Friday, 15 February 2019

Razzmattazz - Hallelujah (2019)



Country: Germany
Style: Hard Rock
Rating: 6/10
Release Date: 6 Feb 2019
Sites: Bandcamp | Facebook | Official Website

If you haven't figured out Razzmattazz's chief inspiration after about two seconds of opening track A Gun for Hire, then you just haven't been paying attention. If these Stuttgart rockers hadn't released four award-winning albums (the new one was winning more before it even came out), I'd wonder if they were an AC/DC tribute band performing lost Bon Scott songs from an alternate universe. Someone tell me that this and Drive-By Shooter aren't unrecorded songs scavenged from the Powerage sessions!

Razzmattazz claim three influences on their Bandcamp page, AC/DC being an unsurprising first. The second is ZZ Top and that's obvious on Cold Rain, which ditches AC/DC for a moment in favour of the Texan trio. ZZ Top are also overt on Lawbreaker, which also betrays a third unacknowledged source of musical inspiration, namely fellow Germans Accept, and here's where the band get a little more interesting.

Drive-By Shooter isn't just AC/DC influenced, it sounds just like AC/DC. It's the most obvious AC/DC song not recorded by AC/DC since Dirty Looks recorded Oh Ruby. Cold Rain sounds just like ZZ Top with the differences in vocals explained away by modern production. And Going Down sounds just like Balls to the Wall era Accept, right down to its chugging guitar and its audience participation singalong section.

And, frankly, that's pretty much all you need to know. If you're digging on the idea of new music that sounds like Accept, AC/DC and ZZ Top, this will be right up your alley.
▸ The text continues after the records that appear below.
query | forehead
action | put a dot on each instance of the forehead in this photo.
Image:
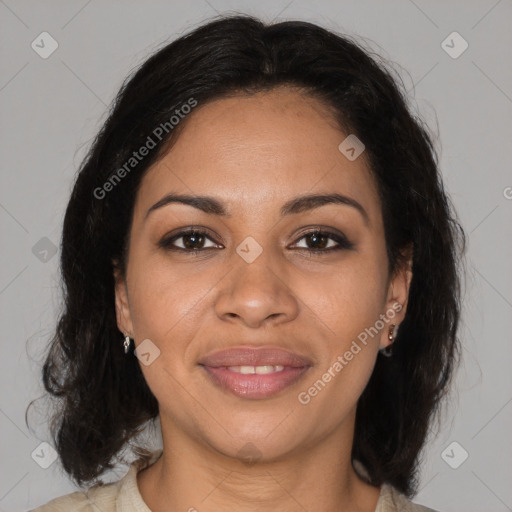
(257, 151)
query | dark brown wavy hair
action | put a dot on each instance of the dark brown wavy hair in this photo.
(101, 399)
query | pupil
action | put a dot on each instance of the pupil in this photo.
(194, 238)
(315, 237)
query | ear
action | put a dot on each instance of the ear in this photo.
(398, 296)
(123, 317)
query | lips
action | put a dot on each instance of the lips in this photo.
(246, 356)
(254, 373)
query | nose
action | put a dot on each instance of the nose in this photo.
(257, 293)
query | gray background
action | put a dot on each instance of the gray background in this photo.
(51, 108)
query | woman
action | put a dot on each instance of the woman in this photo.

By comparison, Lawbreaker doesn't sound like any of them individually and that's an important difference for a band who don't want to become known as a clone. Lawbreaker sounds like Accept were happily recording a ZZ Top song when Bon Scott wandered over from a neighbouring studio to jam with them and they liked it so much that it made it onto the album. It's a wild combination in my book. Wolle Heleck adds some extra rasp to evoke Udo Dirkschneider and Peter Ucik's bass echoes Dusty Hill gloriously. Sure, it's parallel universe weirdness but it's good parallel universe weirdness.

The third influence the band does cite is NWOBHM generally and I can, erm, accept that, but I'm not hearing anyone specific. For instance, there's no Diamond Head, Iron Maiden or Def Leppard to be found on any of these ten tracks. There's no Saxon, no Girlschool and certainly no Venom. Frankly, I caught a lot more glam rock instead, because the title track has a notable Hanoi Rocks vibe to it, as if it's LA-style hair metal recorded by a band who aren't remotely from LA but know the style even better than the bands who were born and bred there.

That Hanoi Rocks sound helps to avoid a crack like Razzmattazz being '80s rock not from A to Z but from A and Z because that's unfair. These are all original songs and they're upbeat and worthy, even if their inspirations are completely transparent. I enjoyed the whole album and I bet they kick serious ass on stage. And hey, could that cover image be more gloriously eighties if it tried? I just wish they could find a way to combine their influences into something new.